All of lore.kernel.org
 help / color / mirror / Atom feed
From: Vishal Verma <vishal.l.verma@intel.com>
To: <linux-nvdimm@lists.01.org>
Cc: Ben Olson <ben.olson@intel.com>,
	Dave Hansen <dave.hansen@linux.intel.com>
Subject: [ndctl PATCH v2 07/10] daxctl: detect races when onlining memory blocks
Date: Sat, 19 Oct 2019 21:23:29 -0600	[thread overview]
Message-ID: <20191020032332.16776-8-vishal.l.verma@intel.com> (raw)
In-Reply-To: <20191020032332.16776-1-vishal.l.verma@intel.com>

Sometimes, system configuration can result in new memory blocks getting
onlined automatically.

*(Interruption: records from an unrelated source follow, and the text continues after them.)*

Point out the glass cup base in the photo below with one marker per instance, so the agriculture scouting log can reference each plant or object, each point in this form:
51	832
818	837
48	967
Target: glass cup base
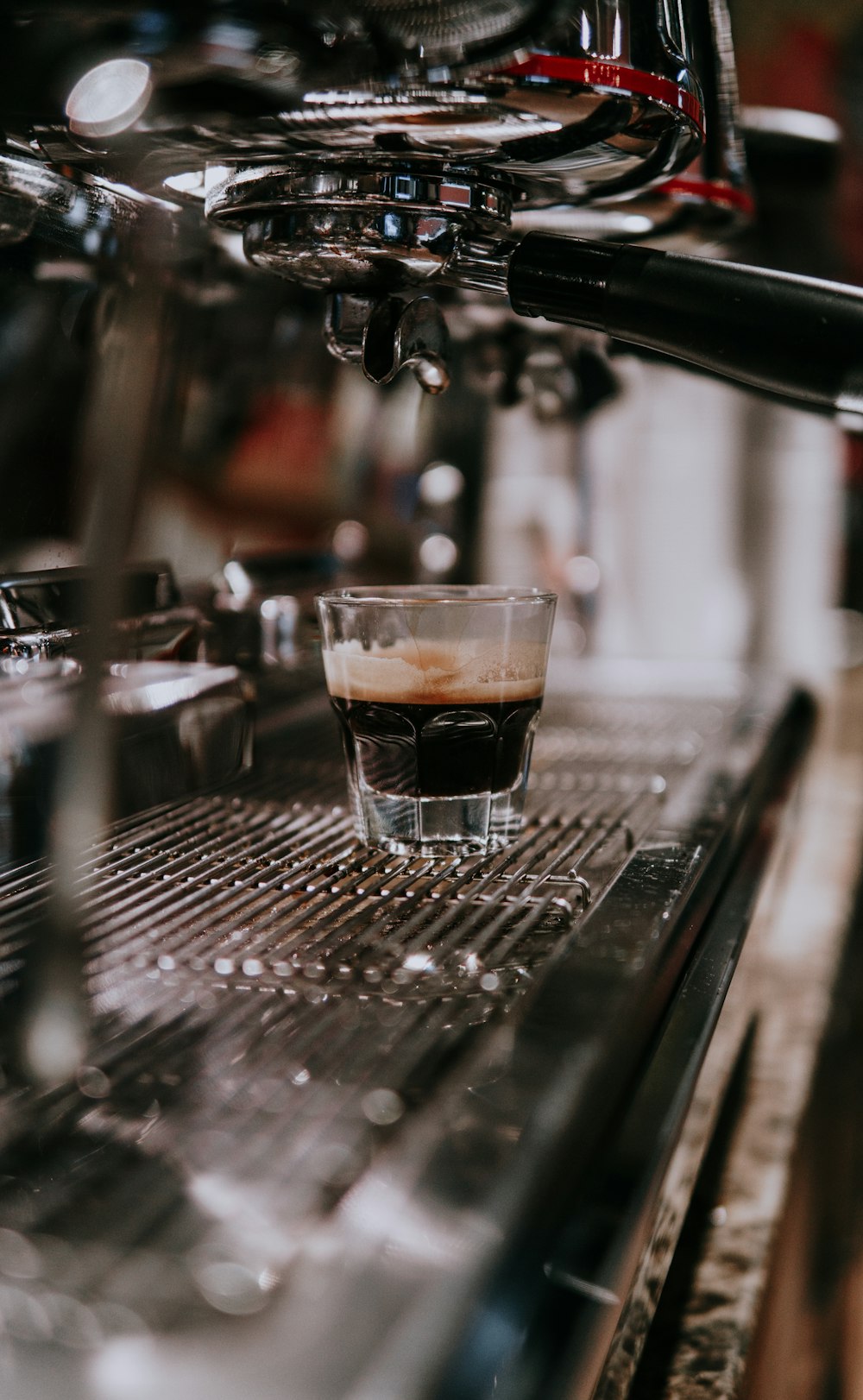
466	825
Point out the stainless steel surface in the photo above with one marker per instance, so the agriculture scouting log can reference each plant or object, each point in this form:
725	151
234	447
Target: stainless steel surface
318	1067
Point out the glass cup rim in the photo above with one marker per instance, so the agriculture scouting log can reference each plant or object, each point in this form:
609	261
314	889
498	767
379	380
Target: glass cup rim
423	596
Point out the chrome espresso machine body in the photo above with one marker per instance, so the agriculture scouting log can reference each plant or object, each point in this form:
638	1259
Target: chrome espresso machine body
284	1116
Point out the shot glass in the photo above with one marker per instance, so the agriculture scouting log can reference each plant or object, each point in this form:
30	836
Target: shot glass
438	693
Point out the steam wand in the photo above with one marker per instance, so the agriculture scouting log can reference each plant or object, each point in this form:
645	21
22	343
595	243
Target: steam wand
786	335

Often, these auto-onlining mechanisms don't
provide a choice or configurability in the matter of which zone is used
for these new blocks, and they just end up in ZONE_NORMAL.

Usually, for hot-plugged memory, ZONE_NORMAL is undesirable because:
 - An application might want total control over this memory
 - ZONE_NORMAL precludes hot-removal of this memory
 - Having kernel data structures in this memory, especially performance
   sensitive ones, such as page tables, may be undesirable.

Thus report if a race condition is encountered while onlining memory,
and provide the user options to remedy it.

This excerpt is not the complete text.